[rabbitmq-discuss] Riak <-> RabbitMQ integration

Jon Brisbin jon at jbrisbin.com
Fri Mar 9 20:29:47 GMT 2012



> >> If you are pushing around binary, what's the method of providing
> >> an
> >> identity to Riak via a message?
> > You can either let it use the exchange name as the bucket and the
> > routing key as
> 
> the Riak key, or you can specify them in a message header
> (X-Riak-Bucket and X-Riak-Key respectively).
> 
> 
> which rabbit tag do "X-Riak-Bucket" and "X-Riak-Key" these fit
> inside?


If using the Java client, you'd pass in arbitrary headers using the "AMQP.BasicProperties.Builder.headers(Map)" method: http://bit.ly/A4CWu3

In Ruby, you'd pass them on the publish: "exchange.publish(msg, :headers => { "X-Riak-Bucket" => "foo", "X-Riak-Key" => "fookey" })"


> > Last time I explored this BerkeleyDB was the solution...
> > now I don't know the space well enough to form a solid opinion.
> 
> 
> It has been a while, then! Things are much different in some ways and
> not so much in others. How's that for an informative answer? ;)
> 
> really really helpful. Once there was "internet time", are you
> measuring in NOSQL-time? In normal time, not that long. ;-)


Yes, NoSQL time is like dog years, only in months. So 7 months in NoSQL time is like 7 years anywhere else! :)

That said, there's lots and lots of things that haven't changed in 30 years. When you get down to it, it's still a key/value lookup and some things are very similar to what we were doing many years ago writing COBOL programs on CICS/mainframes.
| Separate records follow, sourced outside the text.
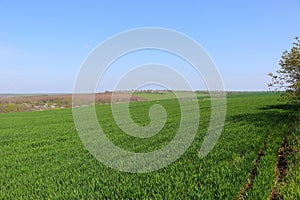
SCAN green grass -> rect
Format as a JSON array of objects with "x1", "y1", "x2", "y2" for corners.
[{"x1": 0, "y1": 93, "x2": 296, "y2": 199}]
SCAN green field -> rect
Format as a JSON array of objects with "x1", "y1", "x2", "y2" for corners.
[{"x1": 0, "y1": 93, "x2": 300, "y2": 199}]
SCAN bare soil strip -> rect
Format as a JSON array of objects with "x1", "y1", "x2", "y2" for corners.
[
  {"x1": 270, "y1": 136, "x2": 290, "y2": 200},
  {"x1": 236, "y1": 139, "x2": 268, "y2": 200}
]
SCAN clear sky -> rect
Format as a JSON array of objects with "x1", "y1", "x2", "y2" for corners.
[{"x1": 0, "y1": 0, "x2": 300, "y2": 93}]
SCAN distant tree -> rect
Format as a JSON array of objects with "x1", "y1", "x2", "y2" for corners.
[{"x1": 269, "y1": 37, "x2": 300, "y2": 103}]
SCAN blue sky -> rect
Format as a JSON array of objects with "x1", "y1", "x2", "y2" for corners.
[{"x1": 0, "y1": 0, "x2": 300, "y2": 93}]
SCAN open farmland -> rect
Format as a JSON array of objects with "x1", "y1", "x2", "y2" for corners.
[{"x1": 0, "y1": 93, "x2": 300, "y2": 199}]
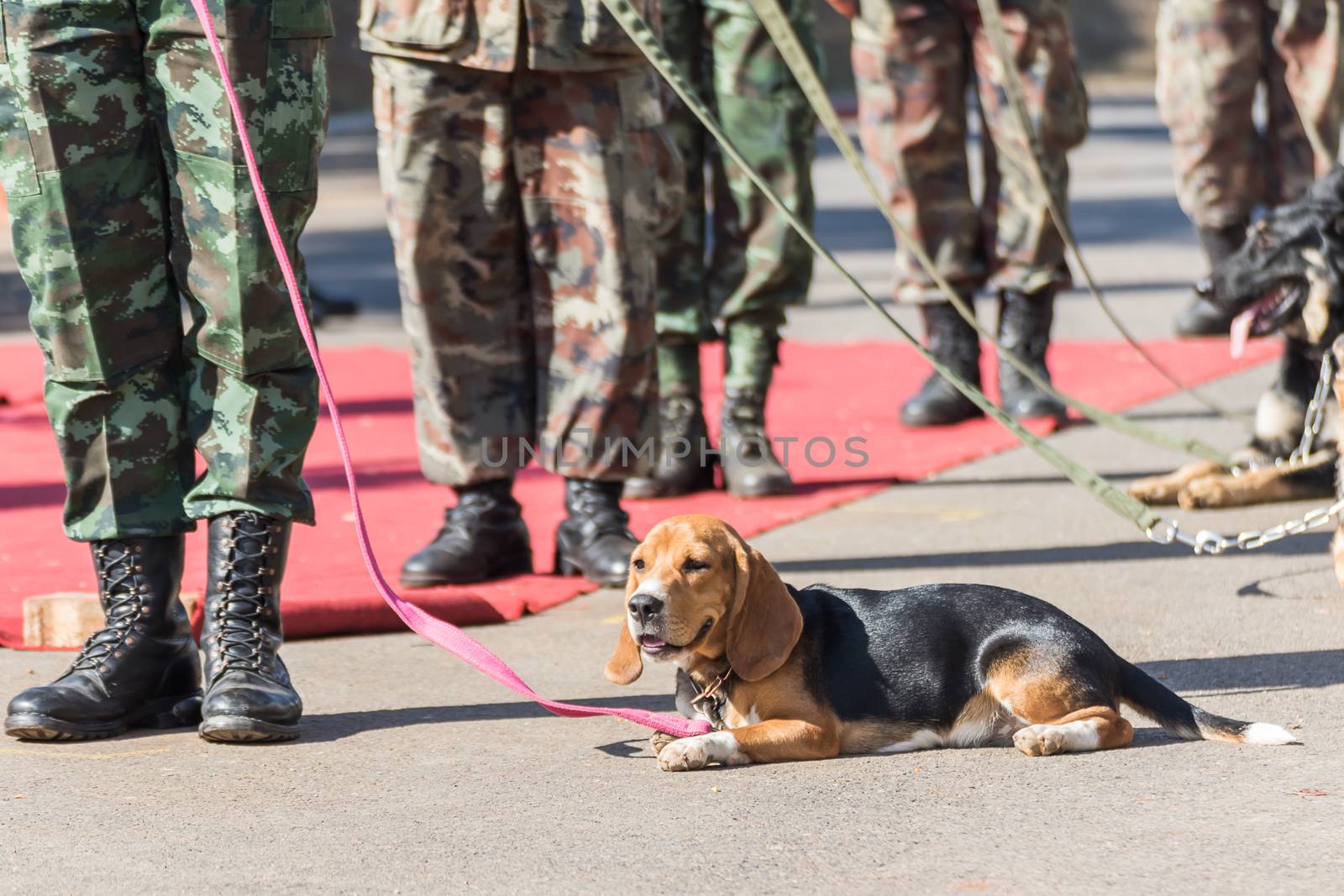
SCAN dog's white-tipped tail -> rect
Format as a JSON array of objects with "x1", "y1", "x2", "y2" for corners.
[{"x1": 1242, "y1": 721, "x2": 1302, "y2": 747}]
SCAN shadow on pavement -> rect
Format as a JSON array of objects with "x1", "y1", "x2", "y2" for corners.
[
  {"x1": 1137, "y1": 650, "x2": 1344, "y2": 693},
  {"x1": 305, "y1": 694, "x2": 676, "y2": 744}
]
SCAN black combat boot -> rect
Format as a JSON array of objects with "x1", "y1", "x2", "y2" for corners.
[
  {"x1": 1174, "y1": 222, "x2": 1246, "y2": 338},
  {"x1": 900, "y1": 302, "x2": 985, "y2": 427},
  {"x1": 402, "y1": 479, "x2": 533, "y2": 589},
  {"x1": 555, "y1": 479, "x2": 640, "y2": 584},
  {"x1": 719, "y1": 314, "x2": 793, "y2": 498},
  {"x1": 719, "y1": 391, "x2": 793, "y2": 498},
  {"x1": 4, "y1": 535, "x2": 200, "y2": 740},
  {"x1": 625, "y1": 341, "x2": 714, "y2": 498},
  {"x1": 200, "y1": 511, "x2": 304, "y2": 743},
  {"x1": 999, "y1": 289, "x2": 1067, "y2": 419}
]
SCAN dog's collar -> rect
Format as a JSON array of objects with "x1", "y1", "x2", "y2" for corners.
[{"x1": 690, "y1": 666, "x2": 732, "y2": 731}]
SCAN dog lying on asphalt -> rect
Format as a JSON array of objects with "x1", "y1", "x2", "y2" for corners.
[
  {"x1": 1129, "y1": 165, "x2": 1344, "y2": 507},
  {"x1": 606, "y1": 516, "x2": 1297, "y2": 771}
]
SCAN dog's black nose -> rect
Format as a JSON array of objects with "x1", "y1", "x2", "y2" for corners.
[{"x1": 630, "y1": 594, "x2": 663, "y2": 625}]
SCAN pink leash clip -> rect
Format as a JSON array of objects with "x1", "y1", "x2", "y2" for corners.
[{"x1": 191, "y1": 0, "x2": 710, "y2": 737}]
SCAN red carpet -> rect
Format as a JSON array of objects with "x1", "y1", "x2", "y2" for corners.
[{"x1": 0, "y1": 340, "x2": 1278, "y2": 647}]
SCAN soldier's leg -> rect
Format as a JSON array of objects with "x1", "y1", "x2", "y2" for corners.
[
  {"x1": 973, "y1": 0, "x2": 1087, "y2": 418},
  {"x1": 853, "y1": 0, "x2": 988, "y2": 426},
  {"x1": 513, "y1": 70, "x2": 676, "y2": 583},
  {"x1": 625, "y1": 0, "x2": 717, "y2": 498},
  {"x1": 0, "y1": 0, "x2": 200, "y2": 740},
  {"x1": 1158, "y1": 0, "x2": 1266, "y2": 336},
  {"x1": 1265, "y1": 0, "x2": 1344, "y2": 204},
  {"x1": 706, "y1": 0, "x2": 820, "y2": 497},
  {"x1": 139, "y1": 0, "x2": 331, "y2": 741},
  {"x1": 372, "y1": 56, "x2": 536, "y2": 587},
  {"x1": 0, "y1": 0, "x2": 192, "y2": 542}
]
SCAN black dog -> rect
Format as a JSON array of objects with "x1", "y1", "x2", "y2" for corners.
[{"x1": 1129, "y1": 165, "x2": 1344, "y2": 508}]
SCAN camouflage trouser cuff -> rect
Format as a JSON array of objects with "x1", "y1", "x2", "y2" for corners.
[
  {"x1": 895, "y1": 266, "x2": 1074, "y2": 305},
  {"x1": 186, "y1": 498, "x2": 318, "y2": 528},
  {"x1": 65, "y1": 520, "x2": 197, "y2": 542}
]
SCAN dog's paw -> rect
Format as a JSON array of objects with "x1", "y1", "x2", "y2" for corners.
[
  {"x1": 649, "y1": 731, "x2": 676, "y2": 757},
  {"x1": 659, "y1": 737, "x2": 711, "y2": 771},
  {"x1": 1331, "y1": 527, "x2": 1344, "y2": 585},
  {"x1": 1126, "y1": 475, "x2": 1181, "y2": 505},
  {"x1": 1176, "y1": 475, "x2": 1235, "y2": 511},
  {"x1": 1012, "y1": 726, "x2": 1064, "y2": 757}
]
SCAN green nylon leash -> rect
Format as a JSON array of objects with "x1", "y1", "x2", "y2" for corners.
[
  {"x1": 602, "y1": 0, "x2": 1163, "y2": 533},
  {"x1": 751, "y1": 0, "x2": 1232, "y2": 466},
  {"x1": 976, "y1": 0, "x2": 1236, "y2": 424}
]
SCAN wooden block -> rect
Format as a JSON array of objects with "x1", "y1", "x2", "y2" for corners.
[{"x1": 23, "y1": 591, "x2": 200, "y2": 649}]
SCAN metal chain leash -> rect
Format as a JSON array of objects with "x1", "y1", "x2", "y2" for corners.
[
  {"x1": 1144, "y1": 498, "x2": 1344, "y2": 556},
  {"x1": 1228, "y1": 352, "x2": 1335, "y2": 475},
  {"x1": 600, "y1": 0, "x2": 1344, "y2": 555}
]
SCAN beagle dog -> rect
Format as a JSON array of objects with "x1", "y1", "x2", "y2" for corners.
[{"x1": 606, "y1": 516, "x2": 1297, "y2": 771}]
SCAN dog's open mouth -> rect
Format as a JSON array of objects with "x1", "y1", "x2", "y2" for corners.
[
  {"x1": 1232, "y1": 280, "x2": 1306, "y2": 358},
  {"x1": 640, "y1": 619, "x2": 714, "y2": 657}
]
A few years ago, I worked pretty closely with some RPG programmers (AS/400) and they were pretty frustrated with our boss, who was trying to get them to learn to embed SQL into their programs (which they really hated...can't say as I blamed them...it was much uglier and didn't work as well as using a "set lower limit" and CHAIN) and just about the time they're starting to get the hang of that, I started talking about using NoSQL in our apps and they rightly recognized that that's exactly what they'd been doing for decades!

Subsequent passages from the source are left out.